Now, of course, I am likely analyzing this far more than it truly needs to be, or was even likely intended to be, but too bad.
SCP 6451 plays off of the concept that true normality is inherently abnormal, see the Interesting Number Paradox as an example of this. 6451 dances with the idea of “normal people” by portraying a person that is, especially compared to that which is commonly documented within the SCP foundation, quite mundane.
We describe people within the passing vicinity of our daily lives as “normal”. Almost in an attempt to avoid acknowledging their very existence and agency as a real person. As if this allows us the freedom to ignore them. However, in the case of SCP 6451, such a being without hobbies, origin, or any at all interesting characteristics serves as an intrinsically unsettling affront to our notion of personhood.
When we interact with someone, however briefly, we interpret things about them. We listen to how they talk, how they walk, how they might even describe what they enjoy doing and we create a mental understanding of them as a person. But 6451 doesn’t allow for that mental understanding. Without a name or anything notable to describe it, it exists as someone who, if seen within our daily lives, would be completely ignored. Just a part of the background, the noise of other people we don’t know. The entry goes even further to dehumanize 6451 by refusing to refer to it with any pronouns besides the it suite.
But as soon as 6451 is put under a microscope, as soon as it is brought to the forefront of our attention, things don’t add up. Something is wrong with how this… being operates. And, of course, we must not forget the slip of paper found upon it’s demise. “the ‘guy’ man”, “collect them all”, terms we use to describe collectable items, not people. Personally, the implications of this single note point to something strange that we don’t fully understand. Suddenly, we get what we want, the normal is abnormal and yet, we now have even more unanswered questions.
concludioso
Now, don’t get me wrong, is this explicitly horror or even scary? No, no of course not.

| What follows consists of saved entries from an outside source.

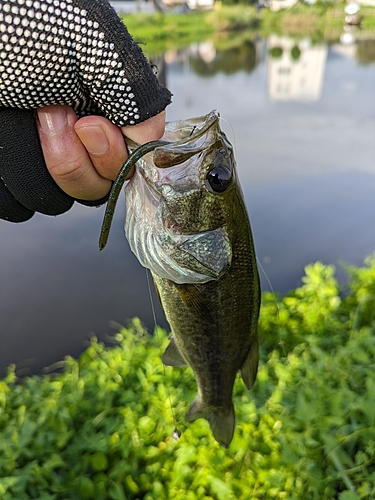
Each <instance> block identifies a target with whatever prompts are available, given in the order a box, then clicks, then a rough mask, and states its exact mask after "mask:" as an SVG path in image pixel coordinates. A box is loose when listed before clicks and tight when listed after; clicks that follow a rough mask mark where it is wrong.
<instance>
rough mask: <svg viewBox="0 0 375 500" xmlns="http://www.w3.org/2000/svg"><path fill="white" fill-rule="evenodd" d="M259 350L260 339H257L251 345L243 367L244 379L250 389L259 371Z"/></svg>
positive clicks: (245, 359) (255, 378) (249, 388)
mask: <svg viewBox="0 0 375 500" xmlns="http://www.w3.org/2000/svg"><path fill="white" fill-rule="evenodd" d="M258 362H259V352H258V339H256V340H255V341H254V343H253V345H252V346H251V348H250V350H249V353H248V355H247V357H246V359H245V362H244V364H243V365H242V368H241V376H242V380H243V381H244V382H245V385H246V387H247V388H248V389H251V388H252V386H253V384H254V382H255V379H256V376H257V372H258Z"/></svg>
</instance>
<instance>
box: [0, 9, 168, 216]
mask: <svg viewBox="0 0 375 500" xmlns="http://www.w3.org/2000/svg"><path fill="white" fill-rule="evenodd" d="M170 101H171V94H170V92H169V91H168V90H167V89H166V88H165V87H163V86H162V85H160V84H159V82H158V80H157V78H156V76H155V75H154V73H153V71H152V69H151V67H150V65H149V63H148V61H147V60H146V59H145V57H144V55H143V53H142V51H141V49H140V48H139V47H138V45H137V44H136V43H135V42H134V40H133V39H132V38H131V36H130V35H129V33H128V31H127V29H126V28H125V26H124V25H123V23H122V21H121V20H120V18H119V17H118V16H117V14H116V13H115V11H114V10H113V9H112V7H111V6H110V5H109V4H108V2H107V1H106V0H63V1H60V0H35V1H34V0H0V177H1V179H2V181H3V182H2V183H0V218H3V219H6V220H13V221H20V220H27V219H28V218H30V217H31V216H32V214H33V212H34V211H39V212H42V213H45V214H48V215H56V214H58V213H62V212H64V211H66V210H68V209H69V208H70V206H71V205H72V203H73V200H72V199H71V198H70V197H69V196H68V195H66V194H65V193H63V192H62V191H61V190H60V189H59V188H58V187H57V185H56V184H54V181H53V180H52V178H50V176H49V173H48V171H47V169H46V167H45V164H44V160H43V155H42V151H41V147H40V144H39V139H38V134H37V129H36V122H35V109H36V108H38V107H41V106H45V105H49V104H68V105H70V106H72V107H73V108H74V109H75V111H76V113H77V115H78V116H83V115H85V114H99V115H103V116H106V117H107V118H108V119H110V120H111V121H112V122H113V123H114V124H115V125H118V126H124V125H134V124H136V123H139V122H142V121H144V120H146V119H148V118H150V117H152V116H155V115H156V114H158V113H160V112H161V111H162V110H163V109H165V107H166V106H167V105H168V104H169V103H170ZM28 110H29V111H28ZM30 162H31V163H30ZM91 204H93V203H91ZM95 204H96V205H97V204H98V202H97V203H95ZM21 212H22V213H21Z"/></svg>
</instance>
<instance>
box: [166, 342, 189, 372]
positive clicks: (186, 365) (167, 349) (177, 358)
mask: <svg viewBox="0 0 375 500" xmlns="http://www.w3.org/2000/svg"><path fill="white" fill-rule="evenodd" d="M162 362H163V363H164V364H165V365H166V366H187V363H186V361H185V360H184V358H183V357H182V355H181V353H180V351H179V350H178V347H177V345H176V342H175V340H174V338H173V337H172V338H171V342H170V344H169V345H168V347H167V348H166V350H165V352H164V354H163V357H162Z"/></svg>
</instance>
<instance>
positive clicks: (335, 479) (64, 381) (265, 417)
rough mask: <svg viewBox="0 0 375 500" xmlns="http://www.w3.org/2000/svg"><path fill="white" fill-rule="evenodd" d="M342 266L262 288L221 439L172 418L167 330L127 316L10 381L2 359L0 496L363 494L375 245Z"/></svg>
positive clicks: (192, 382) (182, 414)
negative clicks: (293, 280) (257, 324)
mask: <svg viewBox="0 0 375 500" xmlns="http://www.w3.org/2000/svg"><path fill="white" fill-rule="evenodd" d="M348 273H349V284H348V286H347V287H346V288H345V291H344V295H343V291H340V289H339V286H338V284H337V281H336V279H335V275H334V268H333V266H324V265H323V264H321V263H316V264H314V265H311V266H308V267H307V268H306V276H305V277H304V278H303V283H304V284H303V286H302V287H301V288H298V289H296V290H295V291H293V292H292V293H290V294H288V295H287V296H285V297H284V298H282V299H281V298H277V297H275V296H274V295H272V294H270V293H266V294H264V296H263V304H262V309H261V318H260V338H261V346H262V347H261V363H260V369H259V375H258V379H257V382H256V384H255V386H254V388H253V390H251V391H250V392H249V391H246V390H245V388H244V385H243V383H242V381H241V380H240V378H239V379H238V380H237V381H236V384H235V389H234V398H233V399H234V402H235V406H236V413H237V426H236V431H235V437H234V440H233V442H232V444H231V445H230V447H229V449H228V450H224V449H223V448H220V447H219V445H217V443H216V442H215V441H214V439H213V438H212V436H211V434H210V431H209V427H208V424H207V422H206V421H204V420H202V419H200V420H198V421H197V422H195V423H194V424H191V425H189V426H187V425H185V424H184V422H183V416H184V414H185V412H186V410H187V408H188V405H189V403H190V402H191V401H192V399H193V397H194V396H195V391H196V384H195V381H194V378H193V376H192V372H191V370H190V369H188V368H187V369H176V368H174V369H173V368H164V367H163V366H162V364H161V361H160V356H161V351H162V350H163V349H164V347H165V345H166V343H167V338H166V333H165V332H163V331H161V330H158V331H157V335H155V336H154V337H151V336H150V335H148V334H147V332H145V331H144V329H143V327H142V325H141V323H140V321H139V320H135V321H134V322H133V324H132V325H131V326H130V327H129V328H128V329H124V330H123V331H122V332H120V333H119V334H118V335H117V336H116V340H117V343H118V344H117V345H116V346H115V347H111V348H108V347H105V346H103V345H101V344H99V343H98V342H97V341H96V340H95V339H93V340H92V343H91V345H90V347H89V348H88V349H87V350H86V351H85V352H84V354H83V355H82V356H81V358H80V359H79V361H75V360H73V359H71V358H67V359H66V362H65V369H64V372H63V373H60V374H55V375H49V376H45V377H37V376H33V377H30V378H26V379H25V380H23V381H22V383H17V381H16V376H15V372H14V368H12V369H10V370H9V373H8V375H7V377H6V378H5V379H4V380H2V381H0V431H1V441H0V497H1V498H2V499H3V500H18V499H19V500H27V499H38V500H68V499H69V500H70V499H72V500H74V499H90V498H92V499H95V500H101V499H103V500H106V499H114V500H124V499H134V500H135V499H145V500H154V499H174V500H182V499H184V500H185V499H187V500H195V499H202V500H210V499H218V500H234V499H238V500H248V499H249V498H252V499H264V500H269V499H280V500H282V499H285V500H300V499H304V500H310V499H311V500H313V499H314V500H315V499H316V500H332V499H338V500H359V499H371V498H375V372H374V368H375V362H374V359H375V257H373V258H369V259H368V260H367V261H366V265H365V266H364V267H362V268H352V267H350V268H348ZM160 344H162V345H160ZM172 408H173V410H172ZM172 411H173V414H174V416H175V419H176V421H177V426H178V428H179V429H180V430H181V431H182V436H181V438H180V439H179V440H177V441H176V440H175V439H173V438H172V437H171V434H172V430H173V427H174V417H173V414H172Z"/></svg>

Does it give a strange sense of uneasiness and dread of the unknown? To me it does.
Is it probably just a joke entry that I’m reading too much into? Almost definitely.
But this fusion of dread of the unknown and the mundanity of life describes the exact kind of horror that makes SCP, Control, Triangle Agency, and likely so much more, so interesting and captivating.
After all, the horror found within the mundanity of modern life is not too far removed from eldritch horror.